Monk-Morgan said Jay Golden was a primary advocate of this work. 

Fairmount Neighborhood Association (FNA) President Darryl Carrington believed Golden was excited about the possibilities that Fairmount offered the university. He said he met with Golden several times. Together they toured the Fairmount neighborhood, and Golden attended an FNA meeting earlier in the year. 

“The firing of Jay Golden should not put the brakes on this. And Kaye Morgan alluded to that a little bit. She’s like, you know, ‘He’s one man. He had a lot of passion. But one man wasn’t going to push this through’. It takes a village, and we can push this through,” Carrington said.

Monk-Morgan said she’s hopeful that the next university president will help the university move ahead with University Village. The groundwork was laid by Bardo and Golden.

“It does say something that the last two leaders have been interested in this. My goal is to begin the conversation, whoever comes along,” Monk-Morgan said. 

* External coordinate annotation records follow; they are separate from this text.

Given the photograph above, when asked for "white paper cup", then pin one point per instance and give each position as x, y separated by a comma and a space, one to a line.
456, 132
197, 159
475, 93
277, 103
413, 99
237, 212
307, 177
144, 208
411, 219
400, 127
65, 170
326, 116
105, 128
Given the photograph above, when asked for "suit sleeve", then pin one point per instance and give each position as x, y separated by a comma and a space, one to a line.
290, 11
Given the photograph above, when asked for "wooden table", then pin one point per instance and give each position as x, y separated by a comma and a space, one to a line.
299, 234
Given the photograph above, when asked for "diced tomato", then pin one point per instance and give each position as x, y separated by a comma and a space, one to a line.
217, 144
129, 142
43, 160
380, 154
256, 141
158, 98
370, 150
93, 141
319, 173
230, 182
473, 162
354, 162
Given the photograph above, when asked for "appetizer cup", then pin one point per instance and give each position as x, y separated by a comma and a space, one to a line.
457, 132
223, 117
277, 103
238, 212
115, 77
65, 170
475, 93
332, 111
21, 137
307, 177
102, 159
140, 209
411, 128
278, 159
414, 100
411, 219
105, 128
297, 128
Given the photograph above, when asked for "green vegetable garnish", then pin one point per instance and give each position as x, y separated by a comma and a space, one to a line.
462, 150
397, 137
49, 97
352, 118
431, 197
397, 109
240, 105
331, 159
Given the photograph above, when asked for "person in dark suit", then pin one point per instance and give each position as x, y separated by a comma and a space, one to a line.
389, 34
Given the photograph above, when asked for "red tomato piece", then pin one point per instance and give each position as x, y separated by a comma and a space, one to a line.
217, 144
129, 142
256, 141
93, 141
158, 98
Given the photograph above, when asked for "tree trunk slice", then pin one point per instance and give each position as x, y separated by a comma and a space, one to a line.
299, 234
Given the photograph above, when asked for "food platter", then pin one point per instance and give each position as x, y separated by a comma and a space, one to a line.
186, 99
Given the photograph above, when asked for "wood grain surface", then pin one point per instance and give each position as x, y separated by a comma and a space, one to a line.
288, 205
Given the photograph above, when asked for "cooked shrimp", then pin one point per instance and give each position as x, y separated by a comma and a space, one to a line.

Muma said he’s lived in the area known as the Shocker Neighborhood for two decades. He said he’d sensed a change in the area in recent years. 

“What I’ve noticed over the last five to six years is a sense of renewal. More young families in the neighborhood, people helping people fix up their houses, people caring for shared greenspaces, bike paths, and more,” Muma said. “I know this is anecdotal information, but I think it’s real, and I think it’s because we’re all working together.”

Carrington said so far, all of the FNA’s expectations have been met with WSU in the University Village conversations. 

“We are defenders of that neighborhood coalition. As we sit here, FNA is positioning itself to lobby WSU to have a presence,” Carrington said. “We thrive on having a presence of Wichita State within the borders of Fairmount.”